Now, you’ve probably seen some cyclists in the Tour de France somehow managing a quad stretch while on their bike, looking something like superman. Although this can be great for ensuring your stretching those muscles out along the way, for most of us its a better idea to attempt these stretches in a stationary position. These bike stretching exercises can be done with the aid of you bike, whether during a quick break mid-ride, or right after before you put your bike away. It is a good way to get into a routine and ensure you always remember to stretch.
The quads are where a lot of your power comes from, and therefore are important to keep from getting tight. Place one hand on the saddle for support, and bend the other leg. Hold onto your foot or ankle , level your knees, and hold each side for 30-60 seconds. To increase the stretch, try tensing your glutes and pushing your hips forward, leaning into the stretch. Look straight ahead, or bring you chin to your chest and stretch the back of your neck.
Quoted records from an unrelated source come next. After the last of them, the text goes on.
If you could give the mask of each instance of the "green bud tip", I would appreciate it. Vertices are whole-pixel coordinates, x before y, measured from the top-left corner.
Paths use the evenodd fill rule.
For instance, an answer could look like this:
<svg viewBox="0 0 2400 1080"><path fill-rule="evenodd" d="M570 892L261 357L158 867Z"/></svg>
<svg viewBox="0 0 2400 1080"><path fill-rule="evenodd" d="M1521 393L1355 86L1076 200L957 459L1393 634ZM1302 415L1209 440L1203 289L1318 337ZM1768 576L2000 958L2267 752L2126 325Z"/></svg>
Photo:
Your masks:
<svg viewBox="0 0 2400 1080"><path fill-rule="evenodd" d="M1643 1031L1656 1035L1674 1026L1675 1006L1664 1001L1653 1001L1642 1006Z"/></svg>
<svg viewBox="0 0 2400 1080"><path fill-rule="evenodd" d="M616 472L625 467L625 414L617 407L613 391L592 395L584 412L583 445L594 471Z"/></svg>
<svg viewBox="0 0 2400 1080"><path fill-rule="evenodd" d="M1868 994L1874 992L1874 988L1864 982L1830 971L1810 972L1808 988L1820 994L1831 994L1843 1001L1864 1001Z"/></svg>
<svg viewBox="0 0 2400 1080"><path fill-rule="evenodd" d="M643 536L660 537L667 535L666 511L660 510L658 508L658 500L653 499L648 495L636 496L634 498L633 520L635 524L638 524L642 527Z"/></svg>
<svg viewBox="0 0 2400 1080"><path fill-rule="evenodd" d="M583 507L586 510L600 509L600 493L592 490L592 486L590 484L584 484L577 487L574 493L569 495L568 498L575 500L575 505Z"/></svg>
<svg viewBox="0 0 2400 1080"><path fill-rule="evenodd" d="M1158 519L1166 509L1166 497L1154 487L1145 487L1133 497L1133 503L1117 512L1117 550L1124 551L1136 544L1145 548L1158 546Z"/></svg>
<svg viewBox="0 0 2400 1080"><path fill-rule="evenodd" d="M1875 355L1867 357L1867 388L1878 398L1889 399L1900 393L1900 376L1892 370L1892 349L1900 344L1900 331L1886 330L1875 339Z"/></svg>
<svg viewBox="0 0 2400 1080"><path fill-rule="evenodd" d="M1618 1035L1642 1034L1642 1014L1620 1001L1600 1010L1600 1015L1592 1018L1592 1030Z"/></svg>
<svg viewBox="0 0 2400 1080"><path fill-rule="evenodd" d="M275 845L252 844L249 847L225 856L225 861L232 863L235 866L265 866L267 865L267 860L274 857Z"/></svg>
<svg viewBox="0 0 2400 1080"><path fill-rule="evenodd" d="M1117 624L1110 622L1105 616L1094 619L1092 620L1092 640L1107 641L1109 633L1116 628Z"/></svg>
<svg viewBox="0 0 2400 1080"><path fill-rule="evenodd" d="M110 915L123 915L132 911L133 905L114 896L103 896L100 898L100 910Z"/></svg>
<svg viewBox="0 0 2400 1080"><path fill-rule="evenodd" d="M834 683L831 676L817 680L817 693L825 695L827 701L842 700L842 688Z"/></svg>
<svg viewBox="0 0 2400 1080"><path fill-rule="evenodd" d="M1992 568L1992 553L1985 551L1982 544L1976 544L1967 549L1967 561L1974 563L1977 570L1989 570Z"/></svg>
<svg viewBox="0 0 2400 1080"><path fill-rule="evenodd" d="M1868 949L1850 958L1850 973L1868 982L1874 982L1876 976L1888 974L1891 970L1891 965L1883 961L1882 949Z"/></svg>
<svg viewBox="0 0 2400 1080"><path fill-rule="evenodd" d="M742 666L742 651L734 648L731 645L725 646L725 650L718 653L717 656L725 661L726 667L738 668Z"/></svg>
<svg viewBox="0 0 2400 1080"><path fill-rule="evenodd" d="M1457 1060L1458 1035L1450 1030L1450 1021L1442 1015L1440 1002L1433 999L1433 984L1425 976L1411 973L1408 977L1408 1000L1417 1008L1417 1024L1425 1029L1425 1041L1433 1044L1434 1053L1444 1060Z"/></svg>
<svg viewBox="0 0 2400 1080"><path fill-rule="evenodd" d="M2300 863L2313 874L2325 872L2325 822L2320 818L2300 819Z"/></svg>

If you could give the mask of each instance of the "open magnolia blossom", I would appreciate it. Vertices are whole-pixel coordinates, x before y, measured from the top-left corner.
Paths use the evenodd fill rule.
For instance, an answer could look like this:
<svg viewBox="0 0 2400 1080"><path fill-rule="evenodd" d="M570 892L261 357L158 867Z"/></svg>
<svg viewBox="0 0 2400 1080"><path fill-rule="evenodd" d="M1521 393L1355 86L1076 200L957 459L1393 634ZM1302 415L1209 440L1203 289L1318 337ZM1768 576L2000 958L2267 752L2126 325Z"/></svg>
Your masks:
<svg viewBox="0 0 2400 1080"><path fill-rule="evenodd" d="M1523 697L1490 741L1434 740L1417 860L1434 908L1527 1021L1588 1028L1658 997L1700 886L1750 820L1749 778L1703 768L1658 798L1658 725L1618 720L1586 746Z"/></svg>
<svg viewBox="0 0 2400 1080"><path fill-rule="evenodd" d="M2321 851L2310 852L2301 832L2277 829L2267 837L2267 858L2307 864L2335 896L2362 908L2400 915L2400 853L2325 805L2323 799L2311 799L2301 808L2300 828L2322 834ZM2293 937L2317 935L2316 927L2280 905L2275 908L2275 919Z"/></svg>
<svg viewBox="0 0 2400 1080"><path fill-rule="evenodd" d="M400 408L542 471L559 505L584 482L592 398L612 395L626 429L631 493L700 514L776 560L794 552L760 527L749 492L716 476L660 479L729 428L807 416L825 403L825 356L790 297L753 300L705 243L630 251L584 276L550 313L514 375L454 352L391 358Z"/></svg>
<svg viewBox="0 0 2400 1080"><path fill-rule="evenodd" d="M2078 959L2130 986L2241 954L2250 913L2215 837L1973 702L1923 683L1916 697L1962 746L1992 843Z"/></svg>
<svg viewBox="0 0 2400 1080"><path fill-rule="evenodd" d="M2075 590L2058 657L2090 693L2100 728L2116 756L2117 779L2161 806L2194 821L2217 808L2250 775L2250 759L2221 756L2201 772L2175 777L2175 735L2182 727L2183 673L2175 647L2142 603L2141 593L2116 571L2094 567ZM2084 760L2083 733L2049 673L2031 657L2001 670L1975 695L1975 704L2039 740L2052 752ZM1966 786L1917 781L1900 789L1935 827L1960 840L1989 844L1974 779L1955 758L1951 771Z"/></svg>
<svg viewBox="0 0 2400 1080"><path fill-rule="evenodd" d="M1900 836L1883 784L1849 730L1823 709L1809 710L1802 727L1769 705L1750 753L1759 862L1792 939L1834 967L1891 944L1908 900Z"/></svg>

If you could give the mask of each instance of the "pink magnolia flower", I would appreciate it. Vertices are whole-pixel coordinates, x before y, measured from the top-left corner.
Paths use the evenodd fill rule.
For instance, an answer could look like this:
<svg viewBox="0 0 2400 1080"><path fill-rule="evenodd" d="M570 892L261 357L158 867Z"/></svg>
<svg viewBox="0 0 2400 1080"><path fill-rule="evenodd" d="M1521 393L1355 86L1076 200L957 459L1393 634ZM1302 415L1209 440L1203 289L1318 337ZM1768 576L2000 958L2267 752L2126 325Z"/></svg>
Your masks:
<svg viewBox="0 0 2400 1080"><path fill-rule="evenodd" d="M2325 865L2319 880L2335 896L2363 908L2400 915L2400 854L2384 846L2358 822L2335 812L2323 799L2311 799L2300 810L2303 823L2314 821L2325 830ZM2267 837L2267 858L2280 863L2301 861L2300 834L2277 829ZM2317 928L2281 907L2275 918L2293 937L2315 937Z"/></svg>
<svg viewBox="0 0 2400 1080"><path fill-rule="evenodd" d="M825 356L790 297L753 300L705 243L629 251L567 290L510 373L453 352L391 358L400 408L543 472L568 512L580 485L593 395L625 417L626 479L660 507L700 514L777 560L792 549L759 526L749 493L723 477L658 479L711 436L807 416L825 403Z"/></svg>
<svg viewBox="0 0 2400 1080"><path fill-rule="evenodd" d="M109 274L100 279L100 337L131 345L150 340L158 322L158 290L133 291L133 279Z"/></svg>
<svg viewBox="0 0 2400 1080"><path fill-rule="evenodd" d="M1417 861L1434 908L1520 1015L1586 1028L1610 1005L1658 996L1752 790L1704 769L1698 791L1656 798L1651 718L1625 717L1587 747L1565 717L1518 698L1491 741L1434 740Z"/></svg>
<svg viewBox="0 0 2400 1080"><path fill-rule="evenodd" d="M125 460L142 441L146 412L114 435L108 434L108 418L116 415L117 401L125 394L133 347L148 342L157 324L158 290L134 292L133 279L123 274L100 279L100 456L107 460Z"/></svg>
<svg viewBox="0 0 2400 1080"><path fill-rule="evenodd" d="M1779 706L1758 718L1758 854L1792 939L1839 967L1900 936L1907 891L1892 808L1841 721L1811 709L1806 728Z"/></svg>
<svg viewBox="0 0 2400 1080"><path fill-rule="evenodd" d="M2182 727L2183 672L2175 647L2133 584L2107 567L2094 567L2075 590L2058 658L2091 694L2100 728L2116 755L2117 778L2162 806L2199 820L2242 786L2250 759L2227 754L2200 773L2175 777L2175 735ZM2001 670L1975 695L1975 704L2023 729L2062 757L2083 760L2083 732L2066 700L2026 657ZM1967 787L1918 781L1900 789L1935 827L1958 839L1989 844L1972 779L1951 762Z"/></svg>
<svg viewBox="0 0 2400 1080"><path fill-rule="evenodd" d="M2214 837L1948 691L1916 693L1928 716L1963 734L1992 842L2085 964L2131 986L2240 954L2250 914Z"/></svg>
Hamstring & Shoulder Stretch
This stretch is great for stretching out the hamstrings as well as releasing tension in the shoulders and upper back from holding the cycling position. Place one hand on your hand bars, and the other on your saddle. Step back and hinge over at the hips, keeping your back flat and engaging your core. You should feel the stretch all along your hamstrings, as well as in the shoulders. To increase the stretch, push your hips away from your bike until you feel a decompressing effect as the spine lengthens. Hold for 30-60 seconds.
Lift one leg onto your other knee, placing your ankle on top of the other thigh, using your bike to steady yourself. Slowly sit lower and relax into the stretch, keeping your back straight and core engaged. To protect your knee joint, flex the foot of the leg being stretched to keep the knee joint from straining.
Upper Back & Calves
This one looks a little funny, but stretches your shoulders, upper back, calves and hips all in one position. Place your hand shoulder-width apart on your bike and lower yourself into a deep squat, keeping your arms straight. You should feel the stretch deep in your calves and in your shoulders the most, but you can try adjusting the positioning of your feet and hands until you hit those spots that need the most stretching.
The tense upper body position on the bike can make for a sore back, but over time it can also cause a shortening of the chest muscles and rounded shoulders. This stretch is great to do while you’re waiting at stop lights or having a water break. It will open up your chest and release tension. Place your hands behind your back and interlace your fingers, or hold onto your saddle. Lean forward slowly, keeping your back straight and core engaged, feeling the stretch in your chest.
Many cyclists suffer from tight hip flexors as they put in a lot of the work to lift your legs with each pedal stroke, so this stretch is important. Place both hands on the top tube of your bike, shoulder width apart. Step one foot back and bend the front leg as if going into a lunge position. Gently push your hips forward to feel the stretch in your hip flexor and in the thigh.